Model Selection

Choosing a model affects speed, RAM use, and quality. Prefer the smallest model that still meets your task; larger models cost more memory and latency for often marginal gains.

TL;DR

Solid default (~2 GB chat model):

huggingface:bartowski/Qwen_Qwen3-4B-GGUF/Qwen_Qwen3-4B-Q4_K_M.gguf

Smaller and faster:

huggingface:bartowski/Qwen_Qwen3-0.6B-GGUF/Qwen_Qwen3-0.6B-Q4_K_M.gguf

Pass these wherever Quaynor expects a model path (Chat, Model, Encoder, etc.). First use triggers a download; later loads read from cache and work offline.

Getting a model

Quaynor can fetch GGUF weights from Hugging Face. Pass a huggingface: URI instead of a local path:

huggingface:owner/repo/filename.gguf

Files are downloaded once and cached — after that, no network is needed for that model. hf: is accepted as shorthand.

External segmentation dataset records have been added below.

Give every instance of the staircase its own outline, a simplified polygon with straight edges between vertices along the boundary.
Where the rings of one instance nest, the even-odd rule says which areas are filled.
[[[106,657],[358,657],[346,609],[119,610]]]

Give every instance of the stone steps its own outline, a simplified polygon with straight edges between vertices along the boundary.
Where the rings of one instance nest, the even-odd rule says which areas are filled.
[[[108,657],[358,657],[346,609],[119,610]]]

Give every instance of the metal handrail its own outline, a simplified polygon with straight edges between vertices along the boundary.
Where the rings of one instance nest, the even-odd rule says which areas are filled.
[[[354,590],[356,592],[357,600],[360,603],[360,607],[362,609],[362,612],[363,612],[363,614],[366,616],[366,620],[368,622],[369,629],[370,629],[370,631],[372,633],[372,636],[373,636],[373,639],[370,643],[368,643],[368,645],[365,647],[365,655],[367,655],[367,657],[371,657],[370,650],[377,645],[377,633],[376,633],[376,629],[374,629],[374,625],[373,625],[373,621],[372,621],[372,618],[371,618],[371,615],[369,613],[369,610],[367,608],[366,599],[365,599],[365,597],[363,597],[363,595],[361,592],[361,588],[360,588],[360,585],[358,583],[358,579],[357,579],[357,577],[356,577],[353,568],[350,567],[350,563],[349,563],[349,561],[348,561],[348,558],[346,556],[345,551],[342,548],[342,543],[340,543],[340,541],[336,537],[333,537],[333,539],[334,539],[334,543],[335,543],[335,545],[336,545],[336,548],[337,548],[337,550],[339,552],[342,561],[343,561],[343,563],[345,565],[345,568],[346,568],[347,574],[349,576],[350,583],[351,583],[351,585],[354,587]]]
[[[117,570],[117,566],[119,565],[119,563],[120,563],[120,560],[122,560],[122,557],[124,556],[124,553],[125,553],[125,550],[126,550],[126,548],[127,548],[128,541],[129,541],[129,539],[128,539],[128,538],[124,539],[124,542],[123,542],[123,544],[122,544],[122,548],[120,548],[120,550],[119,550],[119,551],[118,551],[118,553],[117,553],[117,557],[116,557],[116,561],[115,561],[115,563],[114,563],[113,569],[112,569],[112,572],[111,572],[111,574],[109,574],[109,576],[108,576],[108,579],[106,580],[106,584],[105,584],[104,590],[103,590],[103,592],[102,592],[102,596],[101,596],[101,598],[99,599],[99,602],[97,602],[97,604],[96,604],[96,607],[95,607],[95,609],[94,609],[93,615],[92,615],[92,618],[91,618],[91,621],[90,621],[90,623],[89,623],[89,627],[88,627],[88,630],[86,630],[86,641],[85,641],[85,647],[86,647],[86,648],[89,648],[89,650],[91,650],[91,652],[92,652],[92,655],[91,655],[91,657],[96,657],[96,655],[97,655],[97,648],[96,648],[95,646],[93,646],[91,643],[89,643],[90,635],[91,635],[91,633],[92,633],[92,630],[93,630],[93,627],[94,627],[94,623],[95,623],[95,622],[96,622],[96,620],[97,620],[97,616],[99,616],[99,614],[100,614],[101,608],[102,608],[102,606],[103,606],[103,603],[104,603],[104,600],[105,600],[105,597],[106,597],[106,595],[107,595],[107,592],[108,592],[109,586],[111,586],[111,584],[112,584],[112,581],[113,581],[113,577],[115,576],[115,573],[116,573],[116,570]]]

You can pass any https:// URL if the server serves a GGUF directly, or keep using ordinary filesystem paths if you manage files yourself.

Common starting points for GGUF mirrors: Bartowski, Unsloth, and Qwen. Most public .gguf files on Hugging Face work; odd exports sometimes fail — Quaynor surfaces a clear error when something is incompatible.

Understanding file names

A typical chat filename looks like Qwen_Qwen3-0.6B-Q4_K_M.gguf:

Segment	Meaning
`Qwen`	Publisher or family
`Qwen3`	Release line
`0.6B`	Size in billions of parameters
`Q4`	Quantization level (bits per weight, approximately)
`K_M`	Quant variant (e.g. `S` faster / rougher, `L` slower / sharper, `M` balanced)

For chat, use instruction-tuned GGUF builds that include a chat template in metadata. That matches typical Hugging Face chat releases. Quaynor errors early if the template cannot be applied.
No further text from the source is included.